Когда Штернберг явился в канцелярию лагеря, Франц, изучавший личные дела заключённых, вздрогнул от его незнакомого механического голоса, проскрежетавшего:
– Собирайся, мы уезжаем.
– Шеф, – зачастил Франц, – я тут пересмотрел документы и вот что обнаружил: те дни, когда номера из одного и того же барака, чешского, попадали в штрафной блок, совпадают с датами несчастных случаев, поэтому начать можно с…
– Я сказал, мы уезжаем.
– Разрешите задержаться, шеф. Я как раз хотел поговорить с блокфюрером[19] насчёт того, с кем в друзьях эти самые номера. Тут один шарфюрер[20] из охраны собирается в город, он подвезёт меня на мотоцикле.
– Да как хочешь, – Штернберг махнул рукой и, деревянно развернувшись, вышел из комнаты, плечом едва не вынеся дверь. Франц посидел немного, подумал и бросился вдогонку.
В автомобиле Франц несколько раз порывался спросить у командира, что произошло, но только открывал рот, Штернберг цедил сквозь зубы: «Заткнись».
Едва отъехали от лагеря, Штернберг вдруг приказал остановиться, выскочил из машины и торопливо отошёл от дороги, оступаясь на корнях и отмахиваясь от веток.

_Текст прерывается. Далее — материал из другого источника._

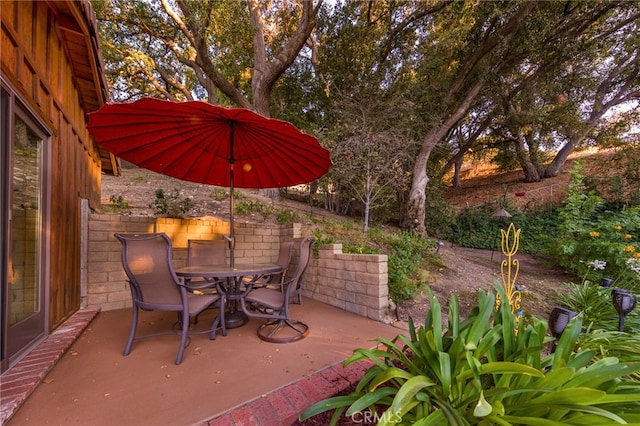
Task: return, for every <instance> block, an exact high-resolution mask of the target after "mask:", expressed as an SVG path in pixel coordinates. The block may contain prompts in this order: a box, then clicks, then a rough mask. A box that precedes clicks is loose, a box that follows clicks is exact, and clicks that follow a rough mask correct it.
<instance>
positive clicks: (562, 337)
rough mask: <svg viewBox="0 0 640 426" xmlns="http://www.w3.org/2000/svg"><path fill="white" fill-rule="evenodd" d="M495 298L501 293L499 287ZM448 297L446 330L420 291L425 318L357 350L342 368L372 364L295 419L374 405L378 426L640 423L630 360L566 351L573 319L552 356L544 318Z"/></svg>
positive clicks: (564, 333) (571, 331) (638, 363)
mask: <svg viewBox="0 0 640 426" xmlns="http://www.w3.org/2000/svg"><path fill="white" fill-rule="evenodd" d="M497 290H498V291H500V292H501V297H502V300H505V296H504V293H503V292H502V290H501V289H500V288H497ZM458 312H459V309H458V303H457V298H456V296H455V295H454V296H453V297H452V299H451V300H450V302H449V315H448V317H449V320H448V329H447V330H446V331H443V326H442V312H441V308H440V305H439V303H438V301H437V299H436V298H435V297H434V296H433V295H432V294H431V295H430V311H429V313H428V315H427V318H426V320H425V323H424V325H423V326H420V327H419V328H418V329H415V328H414V326H413V322H412V321H410V329H409V331H410V334H409V336H404V335H399V336H397V337H396V338H394V339H393V340H387V339H383V338H378V339H377V342H378V347H379V348H383V349H357V350H356V351H355V353H354V355H352V356H351V357H350V358H349V359H347V360H346V361H345V365H349V364H352V363H355V362H358V361H361V360H369V361H372V362H373V364H374V365H373V366H372V367H371V368H369V369H368V370H367V372H366V373H365V375H364V376H363V378H362V379H361V380H360V382H359V383H358V385H357V387H356V389H355V390H354V392H353V393H351V394H350V395H346V396H338V397H333V398H329V399H327V400H324V401H320V402H318V403H316V404H314V405H313V406H311V407H309V408H308V409H307V410H305V412H304V413H303V414H302V416H301V419H303V420H304V419H306V418H309V417H311V416H313V415H315V414H317V413H321V412H324V411H327V410H335V411H334V414H333V416H332V419H331V424H336V422H337V421H338V420H339V418H340V416H342V415H343V414H344V415H345V416H354V415H356V414H358V413H362V412H364V411H366V410H376V409H377V410H378V411H377V412H378V413H381V414H379V415H378V418H380V419H381V420H380V421H379V423H378V424H383V425H387V424H413V425H416V424H419V425H441V424H458V425H469V424H483V425H489V424H501V425H507V424H587V423H591V424H595V423H599V424H609V423H612V422H620V423H624V422H638V421H640V383H638V382H634V381H632V380H629V379H627V378H628V377H630V376H631V375H632V374H633V373H634V372H636V371H638V370H640V363H638V362H637V361H636V362H619V361H618V359H616V358H613V357H603V358H601V359H597V360H595V361H594V352H593V351H590V350H579V349H578V350H577V351H576V350H574V349H575V348H576V343H577V341H578V336H579V335H580V329H581V327H582V318H581V317H580V316H578V317H576V318H575V319H573V320H572V321H571V322H570V323H569V325H568V326H567V328H566V329H565V331H564V333H563V334H562V337H561V338H560V340H559V342H558V345H557V348H556V350H555V352H553V353H552V354H548V353H547V351H546V349H545V344H546V343H547V342H548V341H549V338H548V337H546V334H547V325H546V322H544V321H541V320H538V319H535V318H534V319H533V321H532V322H530V323H525V321H521V322H519V323H518V325H517V326H516V325H515V324H516V321H515V317H514V315H513V314H512V313H511V310H510V307H509V306H508V305H505V304H501V306H500V307H499V308H498V310H495V296H494V295H493V294H492V293H489V292H487V293H484V292H480V295H479V303H478V305H477V306H476V307H475V308H474V309H473V311H472V312H471V314H470V316H469V318H467V319H466V320H464V321H463V320H461V319H460V318H459V315H458Z"/></svg>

По припорошённой снегом опавшей листве он скатился в неглубокий овраг, упал на колени, и его вырвало так сильно, как никогда в жизни – с болезненными спазмами, сотрясавшими всё тело, с такой острой судорогой, скрутившей внутренности, что, казалось, желудок наизнанку выворачивается, и вот-вот собственную душу выкашляешь да заодно выблюешь кишки. После того как нутро до последней капли выжало комендантскую выпивку, его ещё долго корчило в сухих позывах, отдававшихся во рту едким привкусом.
Когда он, наконец, вернулся к автомобилю – с гнилыми листьями, прилипшими к полам шинели, на ослабевших, дрожащих ногах, вытирая губы платком, – гестаповцы, покуривавшие у своего «Фольксвагена», переглянулись, и Хармель скучно заметил:
– Я ж говорил, паршивое у Зурена вино. Не вино, а коровья моча. Меня ещё вчера от него мутило…

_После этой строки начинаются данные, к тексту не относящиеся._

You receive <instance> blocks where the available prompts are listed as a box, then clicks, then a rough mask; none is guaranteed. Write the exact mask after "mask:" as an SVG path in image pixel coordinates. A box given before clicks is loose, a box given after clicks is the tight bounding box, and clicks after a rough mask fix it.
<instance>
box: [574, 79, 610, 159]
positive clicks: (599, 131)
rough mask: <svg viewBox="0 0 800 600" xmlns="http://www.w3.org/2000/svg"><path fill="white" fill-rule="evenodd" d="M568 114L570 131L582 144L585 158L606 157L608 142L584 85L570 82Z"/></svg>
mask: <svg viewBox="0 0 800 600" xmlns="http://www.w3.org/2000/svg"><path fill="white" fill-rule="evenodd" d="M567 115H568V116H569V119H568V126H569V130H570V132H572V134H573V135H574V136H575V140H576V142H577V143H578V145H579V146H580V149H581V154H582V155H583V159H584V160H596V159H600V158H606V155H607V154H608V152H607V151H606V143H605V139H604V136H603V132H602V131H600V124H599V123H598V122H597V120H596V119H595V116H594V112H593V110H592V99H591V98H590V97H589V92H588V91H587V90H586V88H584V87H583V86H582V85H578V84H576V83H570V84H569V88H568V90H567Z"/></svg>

Шольц усмехнулся, наблюдая, как услужливый унтер пытается почистить своему командиру шинель, а тот хлопает его по загривку и молча указывает на машину.

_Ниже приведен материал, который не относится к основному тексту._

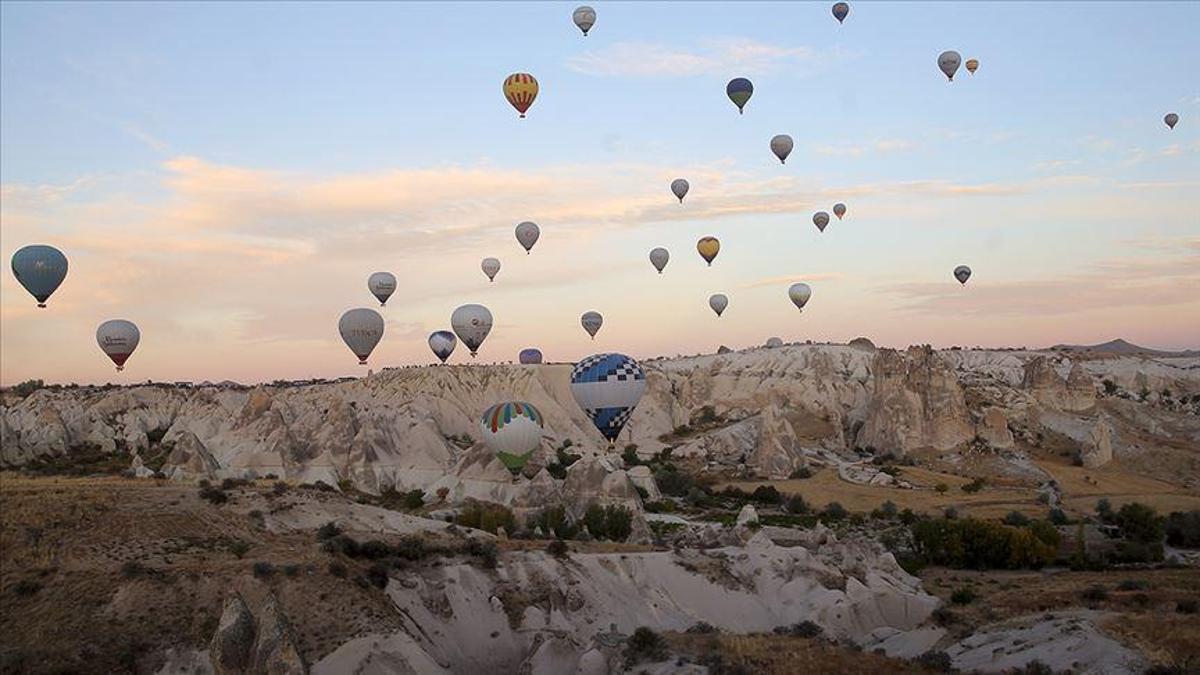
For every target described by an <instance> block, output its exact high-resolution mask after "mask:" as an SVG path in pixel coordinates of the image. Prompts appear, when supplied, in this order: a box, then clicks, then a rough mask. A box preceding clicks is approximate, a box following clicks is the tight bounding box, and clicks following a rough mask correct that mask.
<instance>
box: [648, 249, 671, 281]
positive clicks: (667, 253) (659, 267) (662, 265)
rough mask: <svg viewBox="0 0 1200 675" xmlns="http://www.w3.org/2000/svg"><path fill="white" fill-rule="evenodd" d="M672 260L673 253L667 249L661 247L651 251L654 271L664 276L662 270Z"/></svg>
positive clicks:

В гостиничном номере Штернберг первым делом бросился в ванную, с омерзением сковыривая с себя и швыряя на пол одежду, всю, как ему мерещилось, насквозь провонявшую гарью, блевотиной, барачной дезинфекцией. Словно бы какая-то невидимая плёнка, вроде засохшей слизи, покрывала его с ног до головы, и он с остервенением, едва ли не в кровь раздирая, скрёб губкой саднящую кожу, и яростный ливень душа заглушал его сдавленные рыдания, мгновенно смывая слёзы с искажённого лица. Он давился тёплой, дрянной на вкус водой, раскрывая рот в беззвучном крике, от которого, должно быть, лопнули небеса, задыхался и кашлял, и на мгновение становилось легче, проще. В хрипе воронки, втягивавшейся в сливное отверстие, слышались вопли избиваемой солдатами беременной. Совершенно некстати вспомнилось, какими осторожными, важными шажками спускалась сестра по неудобной крутой лестнице в их мюнхенском доме в те месяцы, когда донашивала Эммочку. А ведь сегодня на этих ужасных многоярусных нарах могли бы находиться и его мать, и отец, и сестра, и Эммочка, если б несколько лет назад он выбрал иную долю – участь студентов из подпольной организации «Белая роза», и был бы, несомненно, гильотинирован одним из первых, потому что всегда слишком заметен, слишком на виду, слишком рьяно берётся за любое дело, а родные были бы разбросаны по концлагерям рейха – прокляли бы они его за это? Или гордились бы им? Не отреклись бы от него, как теперь, а гордились?..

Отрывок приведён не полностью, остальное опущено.